Мы пошли домой каждый к себе. В продолжение этого и следующих двух дней мистер Генри не приходил к нам, и я также не имел возможности навестить его. Только на четвертый день он зашел ко мне после обеда — знал, что я был свободен.
— Хотите со мной прогуляться? — спросил он.
— Куда?
— К одному джентльмену, который хочет с вами познакомиться.
— По какому случаю?
— Нетрудно догадаться: он никогда еще не видел ни одного грингорна!
— В таком случае я иду. Пусть он узнает, кто мы такие!
У Генри было в тот день очень лукавое выражение лица: наверняка приготовил мне какой-то сюрприз. Мы долго шли по разным улицам, пока наконец он не привел меня в какую-то контору. При этом он вошел так быстро, что я не успел прочитать надписи золотыми буквами, красовавшейся на окнах. Все же мне показалось, что я видел слова «офис» и «геодезия». Вскоре выяснилось, что я не ошибся.
В конторе сидело трое мужчин. Они встретили мистера Генри очень вежливо и радушно, а меня — с нескрываемым любопытством. На столе лежали карты, планы и среди них всевозможные землемерные инструменты. Мы находились в геодезическом бюро.
Мне была совершенно непонятна цель нашего прихода. Генри не делал заказов, не наводил справок — казалось, он пришел исключительно ради дружеской беседы. Скоро беседа эта приняла оживленный характер, и мы совершенно незаметно заговорили об окружающих предметах. Мне это было на руку, так как я мог принять большее участие в разговоре, чем если бы говорили о незнакомых мне американских делах.
Казалось, Генри чрезвычайно заинтересовался землемерным искусством; он хотел знать обо всем.
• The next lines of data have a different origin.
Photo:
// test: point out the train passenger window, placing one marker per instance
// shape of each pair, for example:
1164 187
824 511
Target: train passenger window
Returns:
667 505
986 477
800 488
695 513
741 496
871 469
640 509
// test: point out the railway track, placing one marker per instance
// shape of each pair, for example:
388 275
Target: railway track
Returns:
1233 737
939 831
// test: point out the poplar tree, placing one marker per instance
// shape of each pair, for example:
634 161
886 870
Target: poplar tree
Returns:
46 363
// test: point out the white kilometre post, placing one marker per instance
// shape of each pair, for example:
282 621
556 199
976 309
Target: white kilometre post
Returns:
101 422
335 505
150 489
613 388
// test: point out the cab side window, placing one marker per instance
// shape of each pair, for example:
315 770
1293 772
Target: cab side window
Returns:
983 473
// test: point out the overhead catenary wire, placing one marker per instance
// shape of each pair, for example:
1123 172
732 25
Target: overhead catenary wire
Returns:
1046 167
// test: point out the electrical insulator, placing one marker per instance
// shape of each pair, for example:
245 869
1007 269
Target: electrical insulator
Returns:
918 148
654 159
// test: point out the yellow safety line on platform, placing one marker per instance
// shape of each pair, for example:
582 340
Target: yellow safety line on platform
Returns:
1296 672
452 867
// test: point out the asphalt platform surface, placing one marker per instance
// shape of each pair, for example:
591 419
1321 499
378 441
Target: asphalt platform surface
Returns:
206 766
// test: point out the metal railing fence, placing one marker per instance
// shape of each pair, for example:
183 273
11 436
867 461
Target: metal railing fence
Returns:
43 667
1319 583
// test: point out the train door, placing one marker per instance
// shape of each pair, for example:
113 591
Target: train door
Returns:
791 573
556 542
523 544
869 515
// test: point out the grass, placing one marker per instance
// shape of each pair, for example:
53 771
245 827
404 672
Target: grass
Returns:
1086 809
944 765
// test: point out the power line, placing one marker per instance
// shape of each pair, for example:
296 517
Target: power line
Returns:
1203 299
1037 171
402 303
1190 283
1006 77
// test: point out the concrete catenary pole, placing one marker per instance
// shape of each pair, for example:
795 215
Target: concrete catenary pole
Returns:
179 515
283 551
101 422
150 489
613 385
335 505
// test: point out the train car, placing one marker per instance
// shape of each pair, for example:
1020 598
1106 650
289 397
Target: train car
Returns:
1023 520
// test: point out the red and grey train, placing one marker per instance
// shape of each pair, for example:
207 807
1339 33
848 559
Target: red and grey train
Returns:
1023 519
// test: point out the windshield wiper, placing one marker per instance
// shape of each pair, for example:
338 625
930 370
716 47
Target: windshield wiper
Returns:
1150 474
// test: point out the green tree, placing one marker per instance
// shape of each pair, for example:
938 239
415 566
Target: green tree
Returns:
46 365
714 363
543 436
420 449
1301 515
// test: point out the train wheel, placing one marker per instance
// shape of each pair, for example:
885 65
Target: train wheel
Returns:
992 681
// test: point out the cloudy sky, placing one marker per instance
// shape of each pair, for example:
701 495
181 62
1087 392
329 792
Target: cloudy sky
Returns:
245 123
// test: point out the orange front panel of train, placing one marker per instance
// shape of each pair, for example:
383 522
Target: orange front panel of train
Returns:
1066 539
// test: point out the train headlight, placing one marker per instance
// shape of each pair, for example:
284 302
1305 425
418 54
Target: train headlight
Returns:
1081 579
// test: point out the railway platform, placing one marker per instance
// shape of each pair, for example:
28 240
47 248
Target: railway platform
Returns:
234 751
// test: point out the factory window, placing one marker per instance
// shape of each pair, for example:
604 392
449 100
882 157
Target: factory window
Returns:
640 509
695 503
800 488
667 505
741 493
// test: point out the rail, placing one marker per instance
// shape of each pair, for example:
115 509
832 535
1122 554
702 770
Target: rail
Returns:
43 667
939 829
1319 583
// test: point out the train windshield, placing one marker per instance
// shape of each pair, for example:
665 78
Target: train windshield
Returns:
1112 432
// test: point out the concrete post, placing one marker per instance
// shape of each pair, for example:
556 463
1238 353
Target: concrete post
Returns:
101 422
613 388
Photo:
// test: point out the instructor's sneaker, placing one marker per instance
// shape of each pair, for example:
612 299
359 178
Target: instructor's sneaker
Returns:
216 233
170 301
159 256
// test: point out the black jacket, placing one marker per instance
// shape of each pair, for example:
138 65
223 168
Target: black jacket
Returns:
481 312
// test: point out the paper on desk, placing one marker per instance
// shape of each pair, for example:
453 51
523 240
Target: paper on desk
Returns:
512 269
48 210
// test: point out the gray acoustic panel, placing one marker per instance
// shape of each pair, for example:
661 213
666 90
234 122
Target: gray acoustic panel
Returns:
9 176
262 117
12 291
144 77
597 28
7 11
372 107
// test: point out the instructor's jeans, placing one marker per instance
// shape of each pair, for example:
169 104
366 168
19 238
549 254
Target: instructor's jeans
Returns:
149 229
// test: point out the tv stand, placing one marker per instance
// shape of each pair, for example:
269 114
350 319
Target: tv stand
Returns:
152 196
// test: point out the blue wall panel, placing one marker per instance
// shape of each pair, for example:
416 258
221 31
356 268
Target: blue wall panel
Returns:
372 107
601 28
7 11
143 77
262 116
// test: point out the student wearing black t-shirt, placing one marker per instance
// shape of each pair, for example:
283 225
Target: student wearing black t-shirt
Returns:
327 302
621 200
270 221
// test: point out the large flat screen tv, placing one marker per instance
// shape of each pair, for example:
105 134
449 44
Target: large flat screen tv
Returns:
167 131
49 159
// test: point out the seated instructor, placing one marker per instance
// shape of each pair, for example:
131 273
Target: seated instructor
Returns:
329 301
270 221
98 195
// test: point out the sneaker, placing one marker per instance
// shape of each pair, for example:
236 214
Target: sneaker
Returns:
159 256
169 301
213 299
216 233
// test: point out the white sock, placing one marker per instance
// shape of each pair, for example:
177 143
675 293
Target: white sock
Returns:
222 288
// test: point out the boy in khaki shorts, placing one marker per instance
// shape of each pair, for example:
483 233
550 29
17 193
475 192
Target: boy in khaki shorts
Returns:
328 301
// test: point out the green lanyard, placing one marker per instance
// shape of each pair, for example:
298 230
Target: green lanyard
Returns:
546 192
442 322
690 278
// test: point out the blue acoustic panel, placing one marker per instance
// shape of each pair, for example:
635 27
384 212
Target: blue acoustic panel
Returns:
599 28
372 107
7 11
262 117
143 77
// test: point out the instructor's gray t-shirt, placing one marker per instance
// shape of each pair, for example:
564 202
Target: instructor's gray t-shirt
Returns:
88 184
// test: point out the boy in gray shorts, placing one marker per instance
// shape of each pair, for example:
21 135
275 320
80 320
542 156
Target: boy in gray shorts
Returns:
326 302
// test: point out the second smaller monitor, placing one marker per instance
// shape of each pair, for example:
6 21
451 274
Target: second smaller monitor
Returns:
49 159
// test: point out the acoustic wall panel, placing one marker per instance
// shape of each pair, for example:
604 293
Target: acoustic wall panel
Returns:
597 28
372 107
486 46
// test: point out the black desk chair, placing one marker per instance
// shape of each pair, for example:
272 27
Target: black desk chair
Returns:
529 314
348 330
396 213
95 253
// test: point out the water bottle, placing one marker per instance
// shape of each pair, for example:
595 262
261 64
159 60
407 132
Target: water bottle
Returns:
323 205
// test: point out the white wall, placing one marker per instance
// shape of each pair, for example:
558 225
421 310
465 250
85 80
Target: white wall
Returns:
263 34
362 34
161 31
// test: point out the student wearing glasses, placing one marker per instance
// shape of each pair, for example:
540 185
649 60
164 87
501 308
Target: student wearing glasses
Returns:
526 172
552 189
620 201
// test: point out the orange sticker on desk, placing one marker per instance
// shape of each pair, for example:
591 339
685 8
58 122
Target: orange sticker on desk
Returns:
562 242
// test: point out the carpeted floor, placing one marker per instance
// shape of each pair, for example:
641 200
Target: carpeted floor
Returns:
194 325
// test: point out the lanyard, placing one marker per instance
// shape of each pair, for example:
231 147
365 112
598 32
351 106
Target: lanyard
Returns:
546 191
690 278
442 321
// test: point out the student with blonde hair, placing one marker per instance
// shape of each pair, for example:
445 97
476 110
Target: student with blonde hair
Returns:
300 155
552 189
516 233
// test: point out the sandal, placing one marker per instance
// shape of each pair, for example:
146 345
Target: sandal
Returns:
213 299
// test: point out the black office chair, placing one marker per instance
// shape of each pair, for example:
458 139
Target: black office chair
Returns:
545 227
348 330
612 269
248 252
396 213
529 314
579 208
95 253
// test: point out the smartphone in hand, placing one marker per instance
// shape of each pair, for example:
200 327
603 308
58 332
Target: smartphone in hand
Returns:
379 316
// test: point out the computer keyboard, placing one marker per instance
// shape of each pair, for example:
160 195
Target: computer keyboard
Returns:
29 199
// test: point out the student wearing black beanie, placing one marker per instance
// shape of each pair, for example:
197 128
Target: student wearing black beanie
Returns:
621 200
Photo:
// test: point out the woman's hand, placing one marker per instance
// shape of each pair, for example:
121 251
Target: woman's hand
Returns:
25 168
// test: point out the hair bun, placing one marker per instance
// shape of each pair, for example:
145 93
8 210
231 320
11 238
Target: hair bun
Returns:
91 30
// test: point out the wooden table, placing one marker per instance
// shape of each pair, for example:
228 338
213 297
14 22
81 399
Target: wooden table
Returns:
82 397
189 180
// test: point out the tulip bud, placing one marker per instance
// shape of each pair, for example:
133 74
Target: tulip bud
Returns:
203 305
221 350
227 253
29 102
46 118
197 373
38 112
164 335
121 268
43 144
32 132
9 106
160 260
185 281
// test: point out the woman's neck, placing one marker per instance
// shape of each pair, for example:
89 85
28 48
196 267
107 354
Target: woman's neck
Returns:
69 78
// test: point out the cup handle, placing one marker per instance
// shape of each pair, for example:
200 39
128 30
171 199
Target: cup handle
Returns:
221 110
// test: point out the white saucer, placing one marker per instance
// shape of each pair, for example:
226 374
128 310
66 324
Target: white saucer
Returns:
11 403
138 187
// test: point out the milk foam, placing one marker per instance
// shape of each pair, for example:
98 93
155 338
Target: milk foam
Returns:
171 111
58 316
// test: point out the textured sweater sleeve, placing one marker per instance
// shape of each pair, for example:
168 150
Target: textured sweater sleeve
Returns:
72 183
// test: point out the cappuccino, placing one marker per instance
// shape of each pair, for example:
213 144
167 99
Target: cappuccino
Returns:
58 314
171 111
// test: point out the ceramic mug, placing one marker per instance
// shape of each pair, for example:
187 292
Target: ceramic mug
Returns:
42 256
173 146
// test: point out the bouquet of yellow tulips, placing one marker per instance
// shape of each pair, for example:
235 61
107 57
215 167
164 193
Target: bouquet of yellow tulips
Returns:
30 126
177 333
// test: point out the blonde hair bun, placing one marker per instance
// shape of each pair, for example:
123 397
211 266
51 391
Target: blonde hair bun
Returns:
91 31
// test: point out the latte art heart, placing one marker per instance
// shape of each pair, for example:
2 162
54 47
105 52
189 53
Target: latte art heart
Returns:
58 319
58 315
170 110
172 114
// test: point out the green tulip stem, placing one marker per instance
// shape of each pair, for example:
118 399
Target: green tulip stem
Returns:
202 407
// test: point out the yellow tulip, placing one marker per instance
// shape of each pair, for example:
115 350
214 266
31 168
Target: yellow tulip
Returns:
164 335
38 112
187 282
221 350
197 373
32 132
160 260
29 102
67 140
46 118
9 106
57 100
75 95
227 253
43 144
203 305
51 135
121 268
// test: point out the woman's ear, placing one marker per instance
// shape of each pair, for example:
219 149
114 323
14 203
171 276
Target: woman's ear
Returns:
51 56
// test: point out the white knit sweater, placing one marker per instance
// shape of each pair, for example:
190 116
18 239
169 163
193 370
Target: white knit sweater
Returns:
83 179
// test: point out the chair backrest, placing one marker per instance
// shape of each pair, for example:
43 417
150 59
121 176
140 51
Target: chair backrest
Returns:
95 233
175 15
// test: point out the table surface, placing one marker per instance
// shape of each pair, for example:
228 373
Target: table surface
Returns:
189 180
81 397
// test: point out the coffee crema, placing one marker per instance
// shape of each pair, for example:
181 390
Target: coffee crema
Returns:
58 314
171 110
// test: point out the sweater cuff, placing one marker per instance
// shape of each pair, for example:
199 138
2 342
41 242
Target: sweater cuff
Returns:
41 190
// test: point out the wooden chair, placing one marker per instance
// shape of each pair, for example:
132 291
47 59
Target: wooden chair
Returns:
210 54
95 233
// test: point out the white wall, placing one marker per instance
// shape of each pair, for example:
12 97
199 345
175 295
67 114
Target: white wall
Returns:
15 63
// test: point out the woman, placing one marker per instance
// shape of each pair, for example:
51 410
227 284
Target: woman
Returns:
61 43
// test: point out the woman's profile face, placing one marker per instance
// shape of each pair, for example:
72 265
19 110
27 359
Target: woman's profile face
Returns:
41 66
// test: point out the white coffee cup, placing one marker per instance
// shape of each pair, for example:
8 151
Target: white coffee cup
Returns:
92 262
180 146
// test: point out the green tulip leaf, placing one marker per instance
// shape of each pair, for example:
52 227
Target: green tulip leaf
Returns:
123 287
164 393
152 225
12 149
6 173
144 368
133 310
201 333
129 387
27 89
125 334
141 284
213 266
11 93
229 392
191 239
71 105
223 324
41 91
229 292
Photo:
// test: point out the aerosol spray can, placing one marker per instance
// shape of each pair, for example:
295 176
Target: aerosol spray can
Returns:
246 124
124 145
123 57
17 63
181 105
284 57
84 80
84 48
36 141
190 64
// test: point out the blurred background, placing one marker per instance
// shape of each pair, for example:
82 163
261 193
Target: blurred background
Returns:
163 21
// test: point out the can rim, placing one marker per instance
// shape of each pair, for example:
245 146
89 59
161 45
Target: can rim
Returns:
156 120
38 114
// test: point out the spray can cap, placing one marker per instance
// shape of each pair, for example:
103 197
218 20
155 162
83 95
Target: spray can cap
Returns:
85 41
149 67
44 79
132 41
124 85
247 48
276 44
Я так углубился в разговор, что, в конце концов, должен был только отвечать на вопросы, объяснять применение всевозможных инструментов и описывать способы черчения карт и планов. Должно быть, я был настоящим грингорном, ибо вовсе не догадывался о намерениях мистера Генри. Только высказавшись о сущности и различиях координатных, полярных и диагональных методов, о периметрической триангуляции, я заметил, что Генри тайком переглядывается с остальными присутствующими; мне это показалось подозрительным, и я встал, намекая этим Генри, что хочу уйти. Он не стал возражать, и нас проводили еще более приветливо, чем встретили.